Annie Pedret

Associate Professor

pedret@uic.edu

PhD, Massachusetts Institute of Technology
SMArchS, Massachusetts Institute of Technology
BArch, University of British Columbia
BSc, University of Toronto

Annie Pedret joined the faculty at the School of Architecture in 2007 to teach architectural history and theory. She came with experience as an architect in Vancouver, Toronto and Barcelona, and most recently as an Assistant Professor at the Illinois Institute of Technology. She has given papers at the annual meeting of the Society of Architectural Historians, and conferences at the Politecnico de Milano, the Alvar Aalto Academy, has been invited to be a respondent at conferences at the Illinois Institute of Technology and University of Pennsylvania and be on design juries at MIT, RISD, Yale and Syracuse. Her writings have appeared in the Journal of the Society of Architectural Historians, Journal of Architectural Education, and in publications Team 10 in search of a utopia of the present (NaI, 2005). Pedret is interested in the complex relationship between modernism and critical postmodern thinking.

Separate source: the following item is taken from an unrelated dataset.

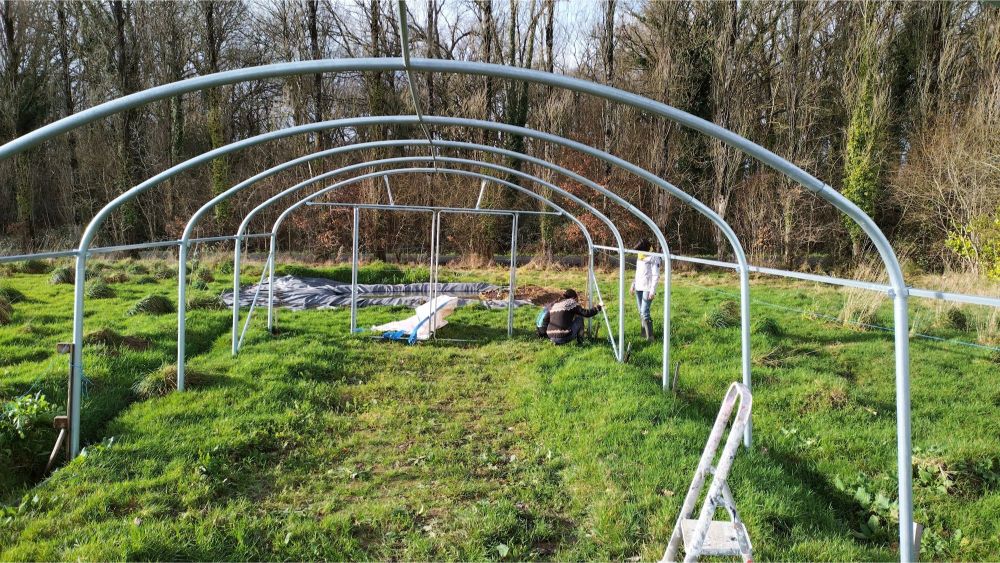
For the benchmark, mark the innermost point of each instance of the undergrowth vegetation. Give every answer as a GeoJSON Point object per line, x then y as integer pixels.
{"type": "Point", "coordinates": [316, 444]}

Her research has focused on the debates and reassessment of modern architecture after World War II and the contribution of this discourse to architecture culture in the United States and Europe, and contemporary practice. Her research methods have ranged from the analytical, in her systematic investigation of the published writings of Louis I. Kahn's theory of theory and design, silence and light, to the historical, as evidenced in her extensive archival research on the debates by Team 10 within CIAM in the 1950s. Pedret is currently working along more philosophical lines on the nature of the impulse that motivates us to think and act ethically, the first segment of which was published in the The Archeworks Papers (2007). Her work is based on an appreciation of nuance, complexity, and the premise that being critical of ones methods and the ontological frameworks in which one thinks are the basis of critical action, thinking, and research.